User avatar placeholder
Ecrit part Velvet Divine

avril 15, 2026

Je me souviens très précisément de la première fois où j’ai laissé cette pensée m’effleurer sans la repousser. Ce n’était pas une révélation spectaculaire, ni une scène digne d’un film queer incandescent. C’était plus subtil, presque imperceptible. Une sensation. Un regard qui s’attarde un peu trop longtemps, une émotion qui ne rentre dans aucune case. Et surtout, ce vertige délicieux : et si je n’étais pas obligée de choisir ?

La bisexualité ne surgit pas toujours comme une évidence. Elle se glisse, elle murmure, elle questionne. Elle dérange aussi — parce qu’elle refuse les lignes droites, les récits simples, les identités rassurantes.
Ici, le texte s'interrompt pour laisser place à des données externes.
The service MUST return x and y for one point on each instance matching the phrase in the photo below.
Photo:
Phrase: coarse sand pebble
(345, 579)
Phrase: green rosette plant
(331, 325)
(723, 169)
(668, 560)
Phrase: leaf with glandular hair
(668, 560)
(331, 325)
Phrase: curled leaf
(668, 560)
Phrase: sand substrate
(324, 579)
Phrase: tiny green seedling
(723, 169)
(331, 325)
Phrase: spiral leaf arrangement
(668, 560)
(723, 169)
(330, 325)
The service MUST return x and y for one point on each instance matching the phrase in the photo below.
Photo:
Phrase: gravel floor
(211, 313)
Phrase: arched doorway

Alors aujourd’hui, je vais poser les choses avec précision, avec élégance, mais sans compromis : être bisexuel·le, ce n’est ni une confusion, ni un fantasme, ni une étape. C’est une manière d’exister dans le désir, dans l’attachement, dans le monde.


Qu’est-ce que la bisexualité ? (définition claire et inclusive)

La bisexualité est une orientation sexuelle caractérisée par une attirance — émotionnelle, romantique et/ou sexuelle — envers plus d’un genre.

Et non, cela ne signifie pas “aimer les hommes et les femmes à parts égales”. Cette vision est simpliste, presque archaïque.

Une définition moderne de la bisexualité

Aujourd’hui, la bisexualité est comprise comme une attirance plurielle, qui peut inclure :

C’est une orientation fluide, nuancée, profondément personnelle.

Bisexualité, pansexualité, fluidité : quelles différences ?

On me pose souvent la question, presque comme une tentative de catégorisation urgente.

  • Bisexualité : attirance pour plusieurs genres (sans nécessité d’exhaustivité)
  • Pansexualité : attirance indépendamment du genre
  • Fluidité sexuelle : évolution possible du désir dans le temps

Mais soyons honnêtes : ces frontières sont poreuses. Et parfois, les mots servent autant à s’exprimer qu’à se protéger.

Le “B” dans LGBTQIA+ : une invisibilité persistante

La bisexualité est paradoxale : omniprésente dans les fantasmes, mais souvent effacée dans les récits.

On la tolère mal parce qu’elle refuse la logique binaire. Elle dérange parce qu’elle ne simplifie rien.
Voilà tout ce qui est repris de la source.